The N.C.A.A. ruled on Wednesday that James Wiseman, the freshman basketball star for Memphis, could return to the court in mid-January, after he has served a 12-game suspension because Memphis Coach Penny Hardaway gave Wiseman’s family $11,500 in moving expenses when he was in high school.
Wiseman, who is expected to be one of the top picks in the N.B.A. draft next June, sat out a game last week against Alcorn State as the N.C.A.A. considered his case.
The additional 11 games of the suspension began with Wednesday night’s matchup against Arkansas-Little Rock, which Memphis won, 68-58. Wiseman must also donate $11,500 to a charity of his choice.
The Memphis athletic department issued a statement promising to appeal the suspension immediately, “based on case precedent, the circumstances of this case and other mitigating factors.”
“We expect a more fair and equitable resolution,” the statement added, “and we will exhaust all avenues on James’s behalf.”
The N.C.A.A. originally declared Wiseman ineligible on Nov. 8, but he challenged the decision in court and received a temporary injunction, then withdrew the case last week before a judge could hear arguments. His lawyers said in a statement last week that they were withdrawing the suit because it had become an impediment to a “fair and equitable resolution with the N.C.A.A.”

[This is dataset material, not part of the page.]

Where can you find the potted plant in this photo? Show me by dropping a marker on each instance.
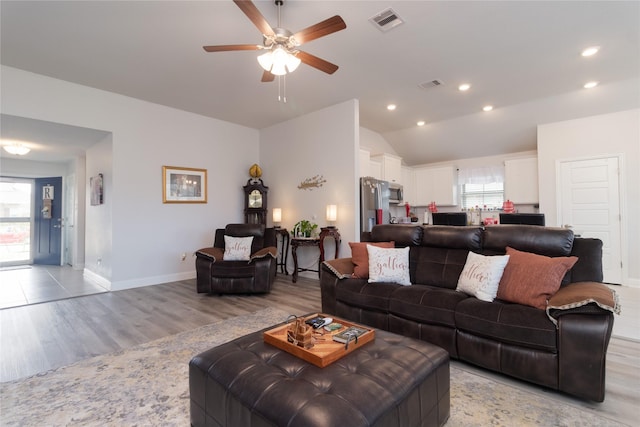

Leslie Ballin, a lawyer for Wiseman, declined to comment on Wednesday, saying he had not had time to digest the N.C.A.A.’s decision.
The lawsuit, and the decision by Memphis to play Wiseman in three games during the injunction, increased the penalty, the N.C.A.A. said, though it did not specify how many games had been added to the suspension. The Memphis statement, however, said that Wiseman had been suspended nine games for the infraction and three to compensate for the games he played while ineligible.
Wiseman will be eligible to return on Jan. 12 at South Florida, for his team’s third conference game. Memphis (4-1), ranked 16th in The Associated Press Top 25 poll, is favored to win the American Athletic Conference.
On Wednesday evening, Wiseman posted a message on Twitter, saying: “God has never left me nor forsake me throughout this process… Trust God, Keep the Faith, Stay the Course.”
The family of Wiseman, a 7-foot-1 center, was given money by Hardaway to help the family relocate from Nashville to Memphis two years ago, so he could play for Memphis East High School, which Hardaway coached at the time.
The N.C.A.A. said the benefit was impermissible because Hardaway was considered a Memphis booster since he had made donations to the school, including $1 million to help build the Penny Hardaway Athletic Hall of Fame. Boosters may not provide financial assistance to prospective players, or their family or friends, based on their athletic ability.